Wednesday, July 21, 2010

BENIGN CUTANEOUS TUMOURS:

Melanocytic naevi (moles)

Moles are a benign overgrowth of melanocytes that are common in white-skinned people. They appear in childhood and increase in number and size during adolescence and early adult life. They often start as flat brown macules with proliferation of melanocytes at the dermoepidermal junction (junctional naevi). The melanocytes continue to proliferate and grow down into the dermis (compound naevi), which causes an elevation of the mole above the skin surface. The pigmentation is usually even and the border regular. They eventually mature into a dermal naevus (cellular naevus) often with a loss of pigment.
Blue naevus is an acquired asymptomatic blue-looking mole. It is due to a proliferation of melanocytes deep in the mid-dermis.
Basal cell papilloma (seborrhoeic wart)

This is a common benign overgrowth of the basal cell layer of the epidermis. The lesion can be flesh coloured, brown or even black and often has a greasy appearance. The surface is irregular and warty and the lesions appear very superficial as though stuck on to the skin (Fig. 23.29). Tiny keratin cysts may be seen on the surface. They can be treated with cryotherapy or curettage.
Dermatofibroma (histiocytoma)
Dermatofibromas appear as firm, elevated pigmented nodules which may feel like a button in the skin. A peripheral ring of pigmentation is sometimes seen. They are often found on the leg and are commoner in females. There may be a preceding history of trauma or insect bite. The lesion consists of histiocytes, blood vessels and varying degrees of fibrosis.
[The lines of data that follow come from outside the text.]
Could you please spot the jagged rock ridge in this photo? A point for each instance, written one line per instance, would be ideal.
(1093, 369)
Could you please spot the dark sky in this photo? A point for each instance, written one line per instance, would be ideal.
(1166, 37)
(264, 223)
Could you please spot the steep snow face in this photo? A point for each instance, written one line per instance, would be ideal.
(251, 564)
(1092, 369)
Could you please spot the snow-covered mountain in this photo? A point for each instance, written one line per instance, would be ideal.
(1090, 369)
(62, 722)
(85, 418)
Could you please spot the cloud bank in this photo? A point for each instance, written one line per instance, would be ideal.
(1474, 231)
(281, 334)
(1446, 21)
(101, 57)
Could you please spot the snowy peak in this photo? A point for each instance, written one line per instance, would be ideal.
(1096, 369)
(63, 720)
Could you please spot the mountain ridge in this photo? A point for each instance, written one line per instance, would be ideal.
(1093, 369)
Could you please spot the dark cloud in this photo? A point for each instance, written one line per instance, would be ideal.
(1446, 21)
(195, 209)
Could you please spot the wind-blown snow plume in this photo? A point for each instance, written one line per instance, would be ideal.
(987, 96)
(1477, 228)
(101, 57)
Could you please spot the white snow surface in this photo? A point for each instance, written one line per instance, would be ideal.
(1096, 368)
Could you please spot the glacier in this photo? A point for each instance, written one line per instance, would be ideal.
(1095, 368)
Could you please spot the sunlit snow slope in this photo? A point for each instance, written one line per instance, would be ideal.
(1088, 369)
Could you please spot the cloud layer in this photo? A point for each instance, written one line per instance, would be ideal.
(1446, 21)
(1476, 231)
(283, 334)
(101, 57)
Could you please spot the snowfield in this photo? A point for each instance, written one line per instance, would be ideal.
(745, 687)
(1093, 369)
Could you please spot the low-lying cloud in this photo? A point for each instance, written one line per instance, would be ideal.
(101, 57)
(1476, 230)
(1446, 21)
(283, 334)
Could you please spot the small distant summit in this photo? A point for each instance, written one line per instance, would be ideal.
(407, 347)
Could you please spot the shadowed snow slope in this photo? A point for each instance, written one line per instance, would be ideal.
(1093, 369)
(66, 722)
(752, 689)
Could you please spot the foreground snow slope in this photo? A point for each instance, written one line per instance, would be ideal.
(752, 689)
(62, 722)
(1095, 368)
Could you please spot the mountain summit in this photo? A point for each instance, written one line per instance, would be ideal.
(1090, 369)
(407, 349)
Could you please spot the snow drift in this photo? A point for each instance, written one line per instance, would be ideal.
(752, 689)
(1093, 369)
If symptomatic, excision is required.
Epidermoid cyst (previously 'sebaceous cyst')
Epidermoid cysts present as cystic swellings of the skin with a central punctum. They contain 'cheesy' keratin rather than sebum; thus the old term 'sebaceous cyst' should be avoided. These cysts occasionally rupture causing significant dermal inflammation which is not infected.
Pilar cyst (trichilemmal cyst)
Pilar cysts are smooth cysts without a punctum, usually found on the scalp. They may be multiple and familial.
Keratoacanthoma
Keratoacanthomas are rapidly growing epidermal tumours which develop central necrosis and ulceration (Fig. 23.30). They occur on sun-exposed skin in later life and can grow up to 2-3 cm across. Whilst they may resolve spontaneously over a few months, they are best excised, both to exclude a squamous cell carcinoma (which they can mimic) and to improve the cosmetic outcome.
Pyogenic granuloma (granuloma telangiectaticum)
Pyogenic granulomas are a benign overgrowth of blood vessels. They present as rapidly growing pinkish red nodules which are friable and readily bleed. They may follow trauma and are often found on the fingers and lips. They are best excised to exclude an amelanotic malignant melanoma.

Cherry angioma (Campbell de Morgan spots)
They are benign angiokeratomas that appear as tiny pinpoint red papules, especially on the trunk, and increase with age. No treatment is required.